El Gobierno Nacional insiste en su intención de llevar a cabo una consulta popular para avanzar en sus reformas sociales. Esta vez, el presidente Gustavo Petro tomó las riendas del proceso y radicó personalmente ante el Senado el texto con las 16 preguntas, luego de admitir una posible irregularidad en el trámite anterior.
El pasado 19 de mayo, el ministro de Salud, Guillermo Alfonso Jaramillo, había presentado la solicitud mientras ejercía funciones presidenciales. Sin embargo, se generaron dudas jurídicas debido a que, según el artículo 104 de la Constitución, este tipo de iniciativas solo puede radicarlas directamente el jefe de Estado o con una autorización expresa del mismo.

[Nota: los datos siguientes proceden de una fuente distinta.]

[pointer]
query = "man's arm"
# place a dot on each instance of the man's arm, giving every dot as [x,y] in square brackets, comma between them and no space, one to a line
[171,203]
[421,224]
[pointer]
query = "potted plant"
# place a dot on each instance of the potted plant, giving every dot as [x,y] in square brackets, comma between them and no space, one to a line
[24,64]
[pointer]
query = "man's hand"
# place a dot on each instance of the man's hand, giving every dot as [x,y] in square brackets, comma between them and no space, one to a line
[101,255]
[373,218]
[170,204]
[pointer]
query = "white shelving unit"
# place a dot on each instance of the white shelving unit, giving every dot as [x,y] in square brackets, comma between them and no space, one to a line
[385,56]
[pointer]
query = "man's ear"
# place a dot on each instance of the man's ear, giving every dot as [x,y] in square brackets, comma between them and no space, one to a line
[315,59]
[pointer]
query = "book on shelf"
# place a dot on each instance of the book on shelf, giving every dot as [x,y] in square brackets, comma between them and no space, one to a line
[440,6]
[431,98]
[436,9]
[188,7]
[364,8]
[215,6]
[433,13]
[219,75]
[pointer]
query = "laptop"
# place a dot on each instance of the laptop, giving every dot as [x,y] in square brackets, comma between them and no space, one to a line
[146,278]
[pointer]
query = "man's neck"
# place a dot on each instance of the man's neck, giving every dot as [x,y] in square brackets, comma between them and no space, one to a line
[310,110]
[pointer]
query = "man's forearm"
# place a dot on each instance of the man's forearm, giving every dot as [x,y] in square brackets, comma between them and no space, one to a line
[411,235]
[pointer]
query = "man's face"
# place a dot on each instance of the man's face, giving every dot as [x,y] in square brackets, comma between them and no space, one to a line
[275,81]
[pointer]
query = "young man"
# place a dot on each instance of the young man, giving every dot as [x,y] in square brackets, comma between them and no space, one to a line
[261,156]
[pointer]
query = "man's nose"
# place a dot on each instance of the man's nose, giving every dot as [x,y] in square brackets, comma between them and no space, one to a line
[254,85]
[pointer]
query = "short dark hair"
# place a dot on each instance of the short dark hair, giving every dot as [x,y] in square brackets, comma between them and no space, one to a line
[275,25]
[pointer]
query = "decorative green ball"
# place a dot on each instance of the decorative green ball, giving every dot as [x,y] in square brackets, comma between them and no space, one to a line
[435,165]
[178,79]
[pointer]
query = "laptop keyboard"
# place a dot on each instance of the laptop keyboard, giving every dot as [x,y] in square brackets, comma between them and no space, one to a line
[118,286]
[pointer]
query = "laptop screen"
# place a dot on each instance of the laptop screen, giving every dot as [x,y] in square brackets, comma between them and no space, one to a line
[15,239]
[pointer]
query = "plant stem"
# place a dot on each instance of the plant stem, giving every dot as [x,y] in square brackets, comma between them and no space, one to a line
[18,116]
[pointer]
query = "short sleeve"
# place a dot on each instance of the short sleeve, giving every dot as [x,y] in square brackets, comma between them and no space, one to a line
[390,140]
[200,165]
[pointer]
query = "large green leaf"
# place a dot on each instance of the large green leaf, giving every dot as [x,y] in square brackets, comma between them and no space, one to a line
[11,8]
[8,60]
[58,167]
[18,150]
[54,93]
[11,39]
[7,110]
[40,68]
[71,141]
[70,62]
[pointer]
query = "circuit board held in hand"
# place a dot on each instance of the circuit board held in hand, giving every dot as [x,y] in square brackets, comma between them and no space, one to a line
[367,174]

Esa omisión técnica fue la que llevó al Ejecutivo a corregir el procedimiento.
Tal como informó W radio En el nuevo documento, el Gobierno aclara: “El ministro de Salud y Protección Social, doctor Guillermo Alfonso Jaramillo, en ejercicio de sus funciones como delegatario de funciones presidenciales, y atendiendo mis expresas instrucciones, solicitó el concepto previo para la realización de una consulta popular”.
La administración también reconoció que el error previo generó “una serie de posturas de orden jurídico y político que tienden a obstaculizar y oscurecer el camino democrático que la Constitución señala para sacar adelante las reformas sociales que el pueblo reclama”.
Por ello, en esta ocasión fue el propio presidente Petro quien firmó y respaldó la solicitud, con el propósito de despejar dudas y reafirmar la intención del Gobierno de avanzar en el proceso. En el nuevo documento, expresó: “En mi calidad de Presidente de la República y en aras de dar claridad sobre la voluntad de este Gobierno de avanzar en la convocatoria de una consulta popular, por la presente me permito manifestar (…) mi deseo de obtener el concepto previo y favorable del Senado de la República para la realización de la consulta popular”.
Con esta rectificación, el Ejecutivo busca retomar el impulso político y jurídico de la consulta popular, como una herramienta de participación ciudadana en el marco de su agenda reformista. La pelota ahora está en manos del Senado, que deberá emitir su concepto sobre esta nueva solicitud.